Thank you for this comment. At time of writing there is no data for a direct influence of resilience on prognosis. There are hints that resilience might influence HRQoL and could by this means influence prognosis. We added this important information for our discussion in the section future perspectives:
It could be shown that resilience has a positive influence on health outcome in breast cancer patients concerning health related quality of life and reduced risk of depression. Further research is need to assess whether there is a direct of indirect influence on prognosis in tumor patients.
Minor issues:
- Please revise language, there are some typos, for example in Figure 1: "diseased" should be "deceased", "no consence" should be "no consent", "patientdata" should be "patient data".

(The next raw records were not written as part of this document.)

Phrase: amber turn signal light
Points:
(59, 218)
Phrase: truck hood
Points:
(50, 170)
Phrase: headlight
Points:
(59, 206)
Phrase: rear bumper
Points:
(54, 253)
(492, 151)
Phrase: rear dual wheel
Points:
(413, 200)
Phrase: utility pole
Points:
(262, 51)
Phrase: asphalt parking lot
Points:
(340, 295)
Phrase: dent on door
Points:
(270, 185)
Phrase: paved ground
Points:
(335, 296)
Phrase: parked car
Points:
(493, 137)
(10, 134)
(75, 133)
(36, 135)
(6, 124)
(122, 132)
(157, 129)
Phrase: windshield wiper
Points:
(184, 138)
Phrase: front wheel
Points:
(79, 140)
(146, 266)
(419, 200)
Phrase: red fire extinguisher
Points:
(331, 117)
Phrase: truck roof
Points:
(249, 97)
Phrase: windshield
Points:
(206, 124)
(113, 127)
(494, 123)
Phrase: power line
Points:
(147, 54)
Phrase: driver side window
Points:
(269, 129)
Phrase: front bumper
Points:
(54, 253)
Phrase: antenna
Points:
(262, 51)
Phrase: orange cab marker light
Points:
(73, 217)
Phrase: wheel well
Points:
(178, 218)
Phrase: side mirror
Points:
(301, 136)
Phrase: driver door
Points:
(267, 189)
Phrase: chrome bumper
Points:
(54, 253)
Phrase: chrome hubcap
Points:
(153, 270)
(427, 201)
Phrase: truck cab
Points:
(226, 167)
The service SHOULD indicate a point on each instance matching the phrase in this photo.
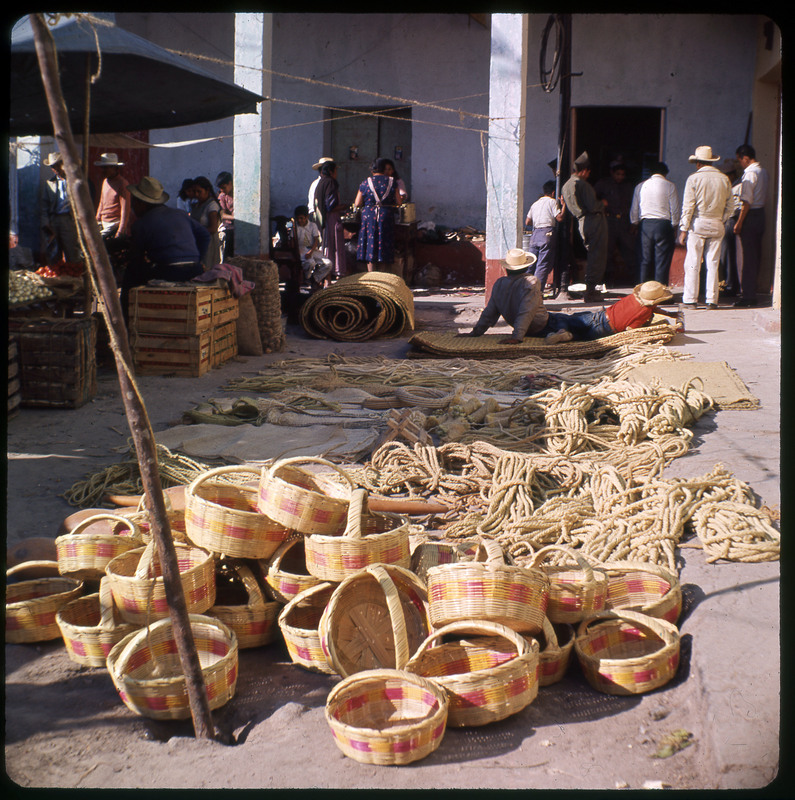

Thank you for this remark. We revised the whole document again and hope to have addressed all typos.
Reviewer 3 Report
The paper addresses an interesting topic and I hope will be extended.
The title indicates adequately the study design.
The abstract provides an informative and balanced summary of the study. The first time it is used MOCA in the abstract have to specify the meaning.
The discussion is fluid and clear.
The words "table 3" and "table 6" are highlighted but is not clear the reason; is it a mistake?
Author Response
The paper addresses an interesting topic and I hope will be extended.
Thank you very much for your positive comments!
The title indicates adequately the study design.
The abstract provides an informative and balanced summary of the study. The first time it is used MOCA in the abstract have to specify the meaning.
We specified the meaning of MOCA in the abstract
The discussion is fluid and clear.
The words "table 3" and "table 6" are highlighted but is not clear the reason; is it a mistake?
We changed the headers of the tables. Thank you for this comment.
Round 2
Reviewer 1 Report
The authors have responded to the comments correctly. The manuscript is having their limitations but now are well explained in the limitations section.
Author Response
Thank you very much for your review and recommendations.
Reviewer 2 Report
The authors appropriately addressed most concerns and improved their manuscript. However, the following points should still be addressed:
1. WHO 2016/2021 diagnoses: The reviewer agrees with the authors that the aim of this study was not to correlate biological factors with resilience. However, histological diagnoses should still be included in table 1 to describe the study cohort even if classified according to the WHO 2016 classification.
2. Still some spelling improvement needed (e.g. extent of resection instead of extent).
Author Response
We have added the diagnosis in the table and improved the spelling in the manuscript as you proposed. Thank you for your recommendations.